Bank not held liable after reference

A gaming club, though an alleged “front” company, asked a bank for a reference as to the creditworthiness of a customer. On receipt by the company of confirmation from the bank that the customer was financially healthy and capable of meeting his business commitments, the gaming club approved a cheque cashing facility for him.  In fact, the customer was in the process of opening an account with the bank in which subsequently there were never any funds. The gaming club claimed the bank owed it a duty of care. On appeal, the judge held the bank could not be liable as it gave the reference to the front company and did not know of its purpose nor of the existence of the gaming club. (Source: Playboy Club London Ltd and Others v.

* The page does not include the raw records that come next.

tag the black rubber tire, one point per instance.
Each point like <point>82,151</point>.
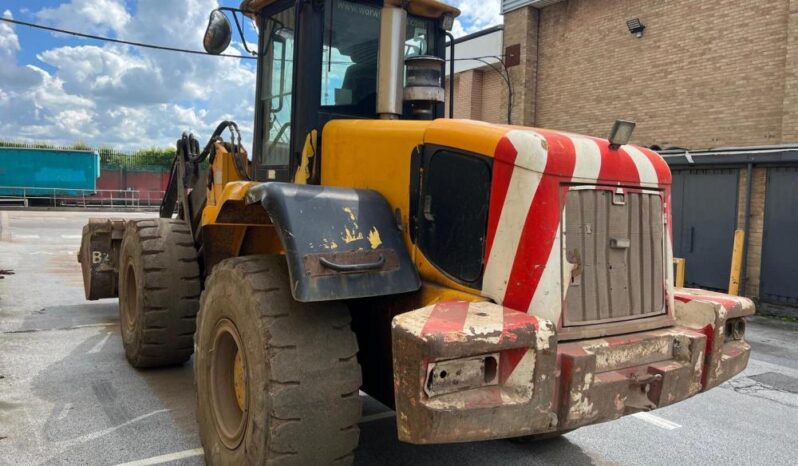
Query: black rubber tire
<point>302,403</point>
<point>159,289</point>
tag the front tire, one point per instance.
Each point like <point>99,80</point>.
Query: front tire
<point>277,380</point>
<point>159,288</point>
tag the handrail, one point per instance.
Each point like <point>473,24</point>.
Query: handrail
<point>133,198</point>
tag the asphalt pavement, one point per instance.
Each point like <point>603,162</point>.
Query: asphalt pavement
<point>67,395</point>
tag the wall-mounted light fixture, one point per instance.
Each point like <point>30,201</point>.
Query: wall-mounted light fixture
<point>636,27</point>
<point>621,133</point>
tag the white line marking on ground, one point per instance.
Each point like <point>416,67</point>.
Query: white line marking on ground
<point>657,421</point>
<point>64,411</point>
<point>166,458</point>
<point>99,346</point>
<point>101,433</point>
<point>376,417</point>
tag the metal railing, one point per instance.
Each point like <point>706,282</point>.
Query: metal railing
<point>67,197</point>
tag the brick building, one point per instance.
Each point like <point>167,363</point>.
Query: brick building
<point>701,75</point>
<point>479,86</point>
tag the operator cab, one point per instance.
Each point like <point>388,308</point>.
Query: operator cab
<point>322,60</point>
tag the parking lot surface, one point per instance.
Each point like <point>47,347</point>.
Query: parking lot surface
<point>67,395</point>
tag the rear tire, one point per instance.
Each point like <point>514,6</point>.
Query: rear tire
<point>277,380</point>
<point>159,288</point>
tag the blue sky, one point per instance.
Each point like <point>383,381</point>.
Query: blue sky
<point>65,89</point>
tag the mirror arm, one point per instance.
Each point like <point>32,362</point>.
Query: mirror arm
<point>234,12</point>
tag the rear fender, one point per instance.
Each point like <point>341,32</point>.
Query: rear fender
<point>340,243</point>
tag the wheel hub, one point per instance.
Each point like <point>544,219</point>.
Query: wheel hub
<point>228,384</point>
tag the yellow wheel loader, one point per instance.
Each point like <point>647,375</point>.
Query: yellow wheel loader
<point>485,281</point>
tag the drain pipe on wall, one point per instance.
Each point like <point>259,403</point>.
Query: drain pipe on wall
<point>451,75</point>
<point>746,226</point>
<point>390,61</point>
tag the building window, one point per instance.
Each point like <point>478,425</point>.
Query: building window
<point>454,213</point>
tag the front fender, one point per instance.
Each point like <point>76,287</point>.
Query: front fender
<point>340,243</point>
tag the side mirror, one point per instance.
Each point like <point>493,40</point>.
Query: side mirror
<point>218,34</point>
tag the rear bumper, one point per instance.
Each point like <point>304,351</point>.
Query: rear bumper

Banco Nazionale del Lavoro SpA)

 

Lords appoints financial exclusion committee

A new House of Lords committee will address the problems of financial exclusion. (Source: Lords appoints financial exclusion committee)

 

Treasury publishes AML supervision report

Treasury has published its anti-money laundering (AML) and counter terrorist finance (CTF) supervision report for 2014-2015. The report stresses the importance of preparing properly for the UK’s FATF assessment in 2017-18 as well as for implementation of the fourth Money Laundering Directive (MLD4). The government says it is clear that money laundering obligations should be carried out in an intelligent way that ensures that businesses can grow and are not weighed down by red tape. It reiterates its commitment to the risk-based approach, and says this means not targeting an entire class of customer in a blanket manner and that this includes proportionately applying anti-money laundering measures when dealing with domestic politically exposed persons. The report concludes:

  • there are differences between supervisors in levels of sophistication and understanding of the risk-based approach and therefore to how they apply it in their supervision;
  • there was an increase in both monitoring and enforcement activity across supervisors;
  • supervisors reported proactively reaching out to their communities to improve understanding on practical application of AML and CTF requirements; and
  • there has been a greater level of information sharing, which is good as this had been identified as a deficiency.

(Source: Treasury publishes AML supervision report)

DISCLAIMER: Because of the generality of this update, the information provided herein may not be applicable in all situations and should not be acted upon without specific legal advice based on particular situations.